Nach den neuesten Berichten aus Haiti stehen 90 % der Hauptstadt Port-au-Prince unter der Kontrolle der in der Region operierenden kriminellen Banden. Darüber hinaus hat sich die schwere humanitäre und sicherheitspolitische Krise inmitten eskalierender Gewalt, massiver Vertreibungen und des fast vollständigen Zusammenbruchs des Gesundheitssystems weiter verschärft. Von Januar bis Juni dieses Jahres wurden über 3.100 Menschen getötet und mindestens 1.100 verletzt. Im vergangenen Jahr wurden über 5.600 Menschen getötet. Der Einsatz einer von den Vereinten Nationen unterstützten multinationalen Sicherheitstruppe hat bislang noch keine Veränderung der Lage bewirkt. Derzeit sind 1,4 Millionen Menschen innerhalb des Landes auf der Flucht, was einem Anstieg von 36 % seit Ende 2024 entspricht. Der Konflikt hat sich über die Hauptstadt hinaus ausgebreitet: Zwei Drittel der neuen Vertreibungen wurden außerhalb von Port-au-Prince registriert, vor allem in den Departements Centre und Artibonite, die zuvor als sicher galten.
Mehr als die Hälfte der Vertriebenen sind Frauen und Kinder, von denen die meisten keinen Zugang zu grundlegenden Lebensnotwendigkeiten wie Trinkwasser und medizinischer Versorgung haben. Die Internationale Organisation für Migration (IOM), eine UN-Agentur, stellte fest, dass „die Zahl der Notunterkünfte von 142 im Dezember auf 238 im Jahr 2025 gestiegen ist“. In dieser Situation sah sich Ärzte ohne Grenzen (MSF) gezwungen, sein wichtiges Notfallzentrum in Port-au-Prince, das seit 2021 über 100.000 Patienten behandelt hatte, endgültig zu schließen. Im März wurden MSF-Mitarbeiter und -Fahrzeuge von bewaffneten Männern beschossen. Die anhaltende Nähe zu Kampfgebieten machte einen sicheren Betrieb unmöglich, hieß es. Darüber hinaus sind über 60 % der Gesundheitseinrichtungen in Port-au-Prince, darunter auch das Allgemeine Krankenhaus, aufgrund der Gewalt entweder geschlossen oder nicht funktionsfähig. Haiti hat die höchsten Mütter- und Säuglingssterblichkeitsraten in Lateinamerika und der Karibik.
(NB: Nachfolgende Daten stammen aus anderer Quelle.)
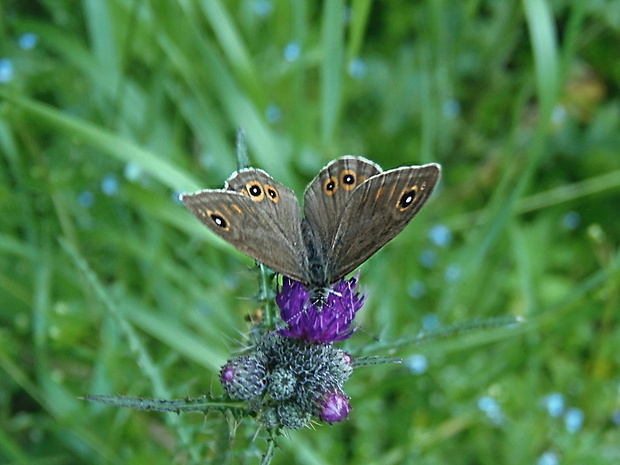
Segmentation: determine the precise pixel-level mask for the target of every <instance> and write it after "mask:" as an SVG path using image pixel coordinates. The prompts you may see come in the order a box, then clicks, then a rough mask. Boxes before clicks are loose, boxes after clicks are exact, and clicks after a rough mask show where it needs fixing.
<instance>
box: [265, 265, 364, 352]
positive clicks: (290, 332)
mask: <svg viewBox="0 0 620 465" xmlns="http://www.w3.org/2000/svg"><path fill="white" fill-rule="evenodd" d="M358 277H359V275H357V276H355V277H353V278H351V279H349V280H346V279H342V280H340V281H338V282H337V283H336V284H334V285H333V286H332V287H331V289H326V292H327V295H326V298H323V299H322V300H321V301H320V302H317V301H316V299H314V298H313V295H312V293H311V292H310V291H308V290H307V289H306V288H305V287H304V285H303V284H301V283H299V282H297V281H294V280H292V279H290V278H287V277H285V278H284V280H283V283H282V290H281V291H280V293H279V294H278V295H277V296H276V303H277V304H278V307H280V310H281V312H280V316H281V317H282V319H283V320H284V321H285V322H286V323H287V327H286V328H283V329H280V330H279V331H278V332H279V333H280V334H281V335H282V336H285V337H294V338H298V339H303V340H305V341H309V342H317V343H321V344H327V343H330V342H334V341H343V340H345V339H348V338H349V337H351V335H352V334H353V333H354V332H355V328H351V323H352V322H353V319H354V318H355V314H356V313H357V311H358V310H359V309H360V308H362V305H363V304H364V301H365V300H366V296H363V295H361V294H360V293H359V292H355V286H356V285H357V280H358Z"/></svg>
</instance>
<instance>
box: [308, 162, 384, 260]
mask: <svg viewBox="0 0 620 465" xmlns="http://www.w3.org/2000/svg"><path fill="white" fill-rule="evenodd" d="M381 171H382V170H381V167H379V165H377V164H376V163H373V162H371V161H370V160H366V159H365V158H362V157H352V156H345V157H341V158H338V159H337V160H334V161H332V162H331V163H329V164H328V165H327V166H326V167H325V168H323V169H322V170H321V172H320V173H319V174H318V175H317V177H316V178H314V179H313V180H312V182H311V183H310V184H309V185H308V187H307V188H306V192H305V193H304V215H305V219H306V222H307V223H308V226H309V228H310V229H311V230H312V233H313V234H314V235H315V236H316V238H317V239H318V241H319V242H320V244H322V246H323V247H322V248H323V253H325V252H326V248H328V247H329V245H330V244H332V243H333V241H334V239H335V237H336V232H337V231H338V227H339V224H340V219H341V218H342V215H343V212H344V209H345V206H346V205H347V202H348V201H349V199H350V198H351V196H352V195H353V191H354V190H355V189H356V188H357V187H358V186H359V185H360V184H362V183H363V182H364V181H366V180H367V179H368V178H370V177H372V176H375V175H376V174H379V173H381Z"/></svg>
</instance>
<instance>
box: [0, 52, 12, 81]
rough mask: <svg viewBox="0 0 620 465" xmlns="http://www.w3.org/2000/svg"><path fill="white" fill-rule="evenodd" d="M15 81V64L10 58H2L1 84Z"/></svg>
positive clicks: (0, 61) (0, 69)
mask: <svg viewBox="0 0 620 465" xmlns="http://www.w3.org/2000/svg"><path fill="white" fill-rule="evenodd" d="M11 79H13V62H12V61H11V60H10V58H0V83H6V82H9V81H10V80H11Z"/></svg>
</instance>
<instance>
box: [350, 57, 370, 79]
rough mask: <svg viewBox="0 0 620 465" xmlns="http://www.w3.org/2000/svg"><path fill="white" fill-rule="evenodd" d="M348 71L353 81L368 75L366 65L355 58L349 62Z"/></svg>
mask: <svg viewBox="0 0 620 465" xmlns="http://www.w3.org/2000/svg"><path fill="white" fill-rule="evenodd" d="M348 71H349V76H351V77H352V78H353V79H361V78H363V77H364V76H365V75H366V63H364V60H362V59H361V58H355V59H353V60H351V61H350V62H349V67H348Z"/></svg>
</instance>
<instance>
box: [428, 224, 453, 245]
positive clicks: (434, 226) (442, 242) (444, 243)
mask: <svg viewBox="0 0 620 465" xmlns="http://www.w3.org/2000/svg"><path fill="white" fill-rule="evenodd" d="M428 235H429V237H430V239H431V241H432V242H433V244H435V245H438V246H439V247H446V246H448V245H450V243H451V242H452V232H451V231H450V230H449V229H448V227H447V226H445V225H443V224H436V225H434V226H433V227H432V228H431V230H430V231H429V233H428Z"/></svg>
Die Zahl der Müttersterblichkeit in Krankenhäusern stieg zwischen 2022 und 2025 von 250 auf 350 pro 100.000 Lebendgeburten. Fast 60 % der Geburten im Departement Ouest (einschließlich Port-au-Prince) finden derzeit ohne medizinische Versorgung statt.
Im März dieses Jahres wurde das Notfallzentrum von MSF vorübergehend geschlossen, nachdem bewaffnete Männer auf vier Fahrzeuge der Organisation geschossen hatten, die Mitarbeiter aus dem Gebiet evakuierten. Einige Mitarbeiter wurden durch die Schüsse verletzt. „Das Gebäude wurde aufgrund seiner Lage in der Nähe von Kampfgebieten mehrfach von verirrten Kugeln getroffen, was die Wiederaufnahme der Aktivitäten sowohl für Patienten als auch für Mitarbeiter sehr gefährlich machen würde“, sagte Jean-Marc Biquet, Leiter der MSF-Mission in Haiti. MSF unterstützt gemeinsam mit dem Gesundheitsministerium die schrittweise Wiedereröffnung der Entbindungsklinik Isaïe Jeanty, einer der größten des Landes, die Anfang 2024 ihren Betrieb eingestellt hatte.